Menopause Hormone Therapy: 'Safe' Time?
New Studies Probe Timing of Hormone Replacement Therapy and Breast Cancer Risk
WebMD News Archive
New Findings on Hormone Replacement Therapy continued...
Eugenia Calle, PhD, who worked on the study published in Cancer, agrees. "For women who've stopped using estrogen plus progestin, our data suggest that their risk for breast cancer will go back down in a fairly short period of time," says Calle, who recently retired as the American Cancer Society's vice president of epidemiology.
3. Mammography rates don't explain the drop in breast cancer after quitting hormone replacement therapy. Using WHI data, Chlebowski's team confirmed that breast cancer rates really did drop after women quit hormone replacement therapy; it wasn't because of a change in mammography use.
4. Breast cancer risk is greater with estrogen-plus-progestin than estrogen alone. "We do not have evidence from the WHI clinical trial that estrogen increases breast cancer. It's the combination of estrogen and progestin" that's the issue, Marcia Stefanick, PhD, tells WebMD. Stefanick works at the Stanford Prevention Research Center and was one of Chlebowski's colleagues in reviewing the WHI data.
Calle puts it this way: "Estrogen plus progestin is considerably worse in terms of breast cancer risk than estrogen alone, and we've known that for some time."
Just taking estrogen probably isn't a solution for women who still have their uterus, because doing so would raise their risk of uterine and endometrial cancer.
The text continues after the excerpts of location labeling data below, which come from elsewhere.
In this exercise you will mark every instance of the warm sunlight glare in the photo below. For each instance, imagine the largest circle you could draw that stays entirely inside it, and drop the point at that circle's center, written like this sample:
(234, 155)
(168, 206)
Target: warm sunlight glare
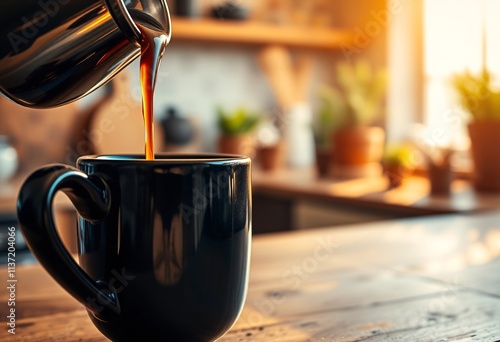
(453, 31)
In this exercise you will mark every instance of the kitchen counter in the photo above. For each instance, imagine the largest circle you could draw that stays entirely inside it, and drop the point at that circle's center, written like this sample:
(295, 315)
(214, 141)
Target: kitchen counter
(297, 198)
(422, 279)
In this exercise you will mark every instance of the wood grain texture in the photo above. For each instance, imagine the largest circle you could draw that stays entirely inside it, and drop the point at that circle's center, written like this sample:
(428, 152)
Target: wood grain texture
(422, 279)
(256, 33)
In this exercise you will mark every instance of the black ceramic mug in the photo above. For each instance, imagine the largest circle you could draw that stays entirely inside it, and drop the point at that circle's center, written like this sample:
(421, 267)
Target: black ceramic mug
(163, 245)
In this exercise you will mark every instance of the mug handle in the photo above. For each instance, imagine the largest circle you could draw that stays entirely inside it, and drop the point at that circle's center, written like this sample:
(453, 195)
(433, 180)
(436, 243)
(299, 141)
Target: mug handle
(91, 197)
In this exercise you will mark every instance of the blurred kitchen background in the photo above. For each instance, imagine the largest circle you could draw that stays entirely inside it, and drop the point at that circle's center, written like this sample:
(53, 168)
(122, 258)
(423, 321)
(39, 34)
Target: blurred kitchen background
(291, 83)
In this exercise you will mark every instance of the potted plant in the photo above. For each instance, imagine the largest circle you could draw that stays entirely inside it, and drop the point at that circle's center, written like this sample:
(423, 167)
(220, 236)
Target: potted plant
(356, 105)
(482, 101)
(397, 164)
(236, 131)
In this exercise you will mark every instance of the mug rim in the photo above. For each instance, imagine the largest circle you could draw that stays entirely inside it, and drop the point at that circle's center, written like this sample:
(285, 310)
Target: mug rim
(162, 158)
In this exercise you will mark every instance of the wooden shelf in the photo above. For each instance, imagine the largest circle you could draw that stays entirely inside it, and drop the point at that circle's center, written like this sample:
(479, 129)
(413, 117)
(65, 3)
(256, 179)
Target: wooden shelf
(257, 33)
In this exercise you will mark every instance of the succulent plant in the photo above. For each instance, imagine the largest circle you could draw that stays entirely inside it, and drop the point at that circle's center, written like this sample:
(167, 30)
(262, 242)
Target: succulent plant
(477, 95)
(240, 121)
(357, 99)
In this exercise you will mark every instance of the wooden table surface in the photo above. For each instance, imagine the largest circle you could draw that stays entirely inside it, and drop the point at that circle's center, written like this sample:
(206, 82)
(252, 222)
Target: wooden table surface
(423, 279)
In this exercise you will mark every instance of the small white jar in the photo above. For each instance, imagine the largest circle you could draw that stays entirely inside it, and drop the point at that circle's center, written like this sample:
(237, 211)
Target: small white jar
(8, 159)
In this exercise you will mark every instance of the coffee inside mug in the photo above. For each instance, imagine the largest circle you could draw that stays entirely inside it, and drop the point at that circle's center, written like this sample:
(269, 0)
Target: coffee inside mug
(163, 244)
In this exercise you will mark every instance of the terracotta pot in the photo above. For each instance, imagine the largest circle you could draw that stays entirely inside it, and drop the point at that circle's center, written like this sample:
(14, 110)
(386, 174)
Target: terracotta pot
(237, 144)
(395, 175)
(359, 145)
(272, 157)
(485, 140)
(357, 152)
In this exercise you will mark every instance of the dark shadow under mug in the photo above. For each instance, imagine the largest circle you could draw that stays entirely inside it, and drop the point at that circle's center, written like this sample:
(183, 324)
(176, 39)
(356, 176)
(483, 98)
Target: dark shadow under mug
(163, 245)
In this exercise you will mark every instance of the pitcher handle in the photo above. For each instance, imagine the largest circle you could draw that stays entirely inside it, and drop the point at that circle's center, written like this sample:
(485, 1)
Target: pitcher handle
(91, 197)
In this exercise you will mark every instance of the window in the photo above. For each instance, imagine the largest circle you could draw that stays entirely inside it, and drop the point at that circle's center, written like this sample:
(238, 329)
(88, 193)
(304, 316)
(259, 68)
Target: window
(458, 35)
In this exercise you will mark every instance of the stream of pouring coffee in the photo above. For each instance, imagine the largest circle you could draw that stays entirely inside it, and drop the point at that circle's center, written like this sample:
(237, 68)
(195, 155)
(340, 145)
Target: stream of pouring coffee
(153, 43)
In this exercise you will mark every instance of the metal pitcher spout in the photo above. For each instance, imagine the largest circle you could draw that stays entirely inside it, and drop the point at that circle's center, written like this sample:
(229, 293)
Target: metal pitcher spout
(53, 52)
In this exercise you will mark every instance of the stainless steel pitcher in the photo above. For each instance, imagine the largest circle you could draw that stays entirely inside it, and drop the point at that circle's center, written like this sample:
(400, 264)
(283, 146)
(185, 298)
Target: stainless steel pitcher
(53, 52)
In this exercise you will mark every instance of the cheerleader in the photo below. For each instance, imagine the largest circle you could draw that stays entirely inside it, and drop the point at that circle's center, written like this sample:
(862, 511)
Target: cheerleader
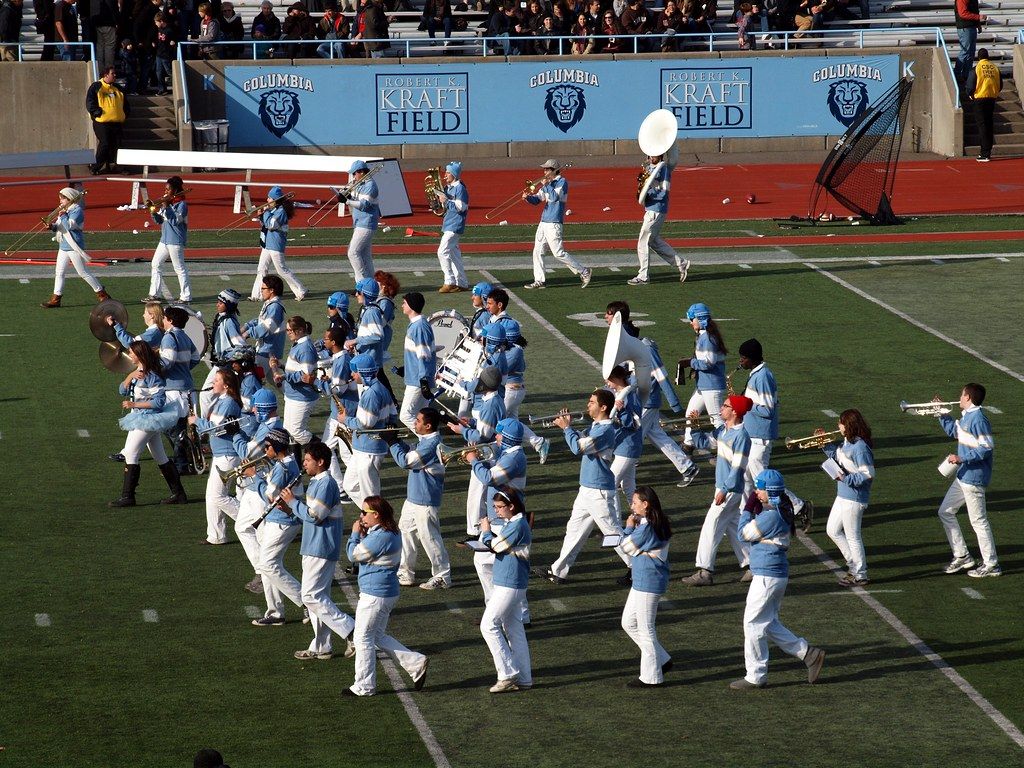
(71, 238)
(298, 379)
(171, 212)
(646, 542)
(376, 546)
(226, 408)
(709, 366)
(273, 237)
(143, 392)
(502, 625)
(853, 488)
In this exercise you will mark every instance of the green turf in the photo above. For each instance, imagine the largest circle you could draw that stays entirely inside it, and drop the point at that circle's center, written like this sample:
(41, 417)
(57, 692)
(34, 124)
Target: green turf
(100, 686)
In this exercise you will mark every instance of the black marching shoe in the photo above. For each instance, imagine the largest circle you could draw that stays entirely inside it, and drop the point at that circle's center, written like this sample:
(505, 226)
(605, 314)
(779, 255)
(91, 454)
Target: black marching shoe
(129, 483)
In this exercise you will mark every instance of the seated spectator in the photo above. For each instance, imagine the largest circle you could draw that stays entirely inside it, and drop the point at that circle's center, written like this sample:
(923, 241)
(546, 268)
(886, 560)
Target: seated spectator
(231, 30)
(268, 20)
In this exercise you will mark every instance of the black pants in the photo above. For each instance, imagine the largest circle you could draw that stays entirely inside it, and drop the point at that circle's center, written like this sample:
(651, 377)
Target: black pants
(108, 142)
(983, 109)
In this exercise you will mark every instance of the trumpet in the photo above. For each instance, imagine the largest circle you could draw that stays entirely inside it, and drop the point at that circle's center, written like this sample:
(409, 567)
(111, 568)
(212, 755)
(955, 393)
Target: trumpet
(700, 423)
(458, 456)
(529, 188)
(258, 463)
(545, 422)
(814, 440)
(927, 409)
(431, 185)
(258, 210)
(322, 213)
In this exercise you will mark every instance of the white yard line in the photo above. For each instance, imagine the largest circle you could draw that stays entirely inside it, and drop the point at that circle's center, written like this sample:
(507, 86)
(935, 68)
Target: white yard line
(922, 647)
(915, 323)
(415, 715)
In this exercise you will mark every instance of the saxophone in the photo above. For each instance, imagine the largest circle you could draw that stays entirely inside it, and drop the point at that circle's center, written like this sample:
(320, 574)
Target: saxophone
(431, 185)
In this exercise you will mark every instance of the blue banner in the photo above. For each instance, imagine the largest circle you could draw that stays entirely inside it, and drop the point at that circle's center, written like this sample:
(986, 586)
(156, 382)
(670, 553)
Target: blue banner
(764, 96)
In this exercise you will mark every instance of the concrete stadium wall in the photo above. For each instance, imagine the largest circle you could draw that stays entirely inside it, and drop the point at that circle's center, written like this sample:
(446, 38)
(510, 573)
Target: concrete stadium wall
(934, 124)
(44, 107)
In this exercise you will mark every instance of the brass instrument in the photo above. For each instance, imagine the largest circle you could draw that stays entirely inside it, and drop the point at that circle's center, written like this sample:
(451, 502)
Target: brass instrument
(458, 456)
(529, 188)
(431, 185)
(812, 441)
(927, 409)
(322, 213)
(258, 210)
(258, 463)
(546, 422)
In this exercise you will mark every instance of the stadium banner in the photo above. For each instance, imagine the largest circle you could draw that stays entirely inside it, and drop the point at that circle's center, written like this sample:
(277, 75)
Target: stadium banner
(755, 97)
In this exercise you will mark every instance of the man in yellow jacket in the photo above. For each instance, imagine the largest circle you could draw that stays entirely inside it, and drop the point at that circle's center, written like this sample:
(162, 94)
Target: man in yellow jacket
(109, 108)
(983, 86)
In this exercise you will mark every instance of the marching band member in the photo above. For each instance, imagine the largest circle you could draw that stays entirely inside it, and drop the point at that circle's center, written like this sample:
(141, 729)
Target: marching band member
(273, 239)
(420, 520)
(366, 215)
(69, 226)
(974, 471)
(278, 529)
(595, 502)
(226, 408)
(299, 380)
(178, 356)
(455, 198)
(767, 524)
(172, 215)
(853, 487)
(554, 194)
(646, 542)
(709, 365)
(507, 468)
(655, 205)
(268, 327)
(363, 473)
(224, 335)
(322, 534)
(488, 409)
(339, 387)
(732, 445)
(420, 361)
(502, 625)
(375, 545)
(144, 394)
(650, 418)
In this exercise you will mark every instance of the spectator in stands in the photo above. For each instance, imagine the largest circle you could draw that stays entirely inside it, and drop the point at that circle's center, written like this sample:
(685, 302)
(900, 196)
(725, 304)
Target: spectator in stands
(10, 29)
(209, 33)
(109, 109)
(268, 20)
(969, 20)
(983, 86)
(66, 28)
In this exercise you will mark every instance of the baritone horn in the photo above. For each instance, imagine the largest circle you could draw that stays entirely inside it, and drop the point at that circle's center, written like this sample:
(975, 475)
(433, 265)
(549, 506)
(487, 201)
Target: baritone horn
(811, 441)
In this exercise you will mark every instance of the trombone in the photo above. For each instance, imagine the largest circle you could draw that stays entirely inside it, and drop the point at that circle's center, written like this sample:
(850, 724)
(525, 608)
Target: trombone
(458, 456)
(324, 211)
(814, 440)
(927, 409)
(530, 187)
(546, 422)
(249, 214)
Women who've had a hysterectomy don't have to worry about that.
"We had a huge increase in endometrial cancer back in the '70s that was reported when women were taking just estrogen if they had a uterus. So I don't think very many people would want to go back to unopposed estrogen [estrogen without progestin] as the approach," says Stefanick.
But the studies have their differences, too.
First Two Years: 'Safe' or Not?
Calle's team looked at breast cancer risk in more than 67,000 postmenopausal women, including those taking estrogen only or estrogen-plus-progestin for at least a year or not taking any hormone therapy. The data came from an observational study; the women weren't assigned to any particular treatment plan.
The researchers identified a possible window of two to three years in which there was no sign of increased breast cancer risk in women taking estrogen plus progestin.
"In terms of our data, it looks pretty safe; there is absolutely no increased risk," Calle tells WebMD. But she cautions that that finding of a possible "safe" period "needs to be replicated in other studies ... the numbers are small in our study."
Stefanick and Chlebowski point out that taking hormone therapy can increase breast density, making it harder to spot breast cancers. "Do we have evidence that there really are fewer cancers or are we seeing that it's harder to detect them?" Stefanick asks. "If you have something that interferes with diagnosis, you're going to have a really hard conceptual time defining a completely safe interval," says Chlebowski.